During last 2 years, use of this technology has accelerated greatly. The key players pushing AI/ML/DL are – Nvidia, Baidu, Google, IBM, Apple, Microsoft, Facebook, Twitter, Amazon, Yahoo, etc. Many new players have appeared – DeepMind, Numenta, Nervana, MetaMind, AlchemyAPI, Sentient, OpenAI, SkyMind, Cortica, etc. These companies are all targets of acquisition by the big ones. Sunder Pichai of Google says, “Machine learning is a core transformative way in which we are rethinking everything we are doing”. Google’s products deploying these technologies are – Visual Translation, RankBrain, Speech Recognition, Voicemail Transcription, Photo Search, Spam Filter, etc.

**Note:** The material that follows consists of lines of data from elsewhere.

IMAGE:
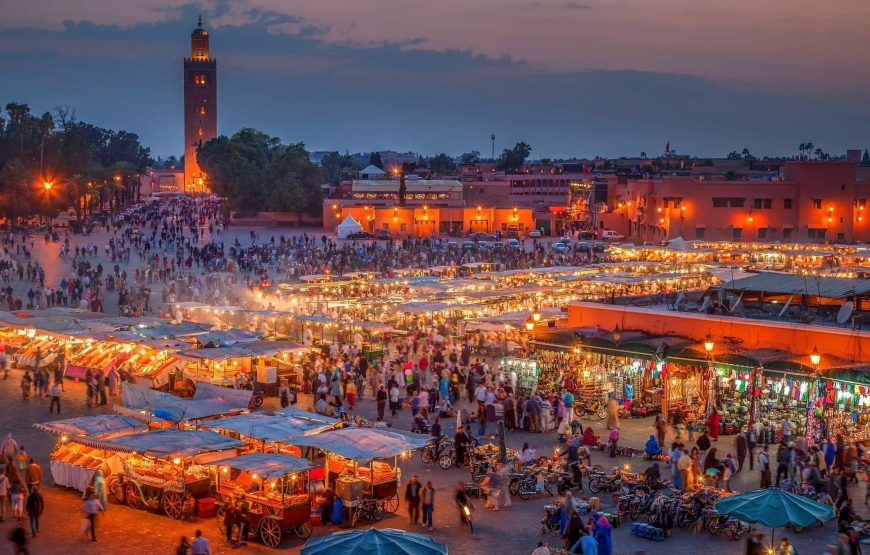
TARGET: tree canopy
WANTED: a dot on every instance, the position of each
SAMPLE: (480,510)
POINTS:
(89,167)
(257,172)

AI is the broadest term, applying to any technique that enables computers to mimic human intelligence, using logic, if-then rules, decision trees, and machine learning. The subset of AI that includes abstruse statistical techniques that enable machines to improve at tasks with experience is machine learning. A subset of machine learning called deep learning is composed of algorithms that permit software to train itself to perform tasks, like speech and image recognition, by exposing multi-layered neural networks to vast amounts of data.

I think the resurgence is a result of the confluence of several factors, like advanced chip technology such as Nvidia Pascal GPU architecture or IBM TrueNorth (brain-inspired computer chip), software architectures like microservice containers, ML libraries, and data analytics tool kits. Well known academia are heavily being recruited by companies – Geoffrey Hinton of University of Toronto (Google), Yann LeCun of New York University (Facebook), Andrew Ng of Stanford (Baidu), Yoshua Bengio of University of Montreal, etc.

The outlook of AI/ML/DL is very bright and we will see some real benefits in every business sector.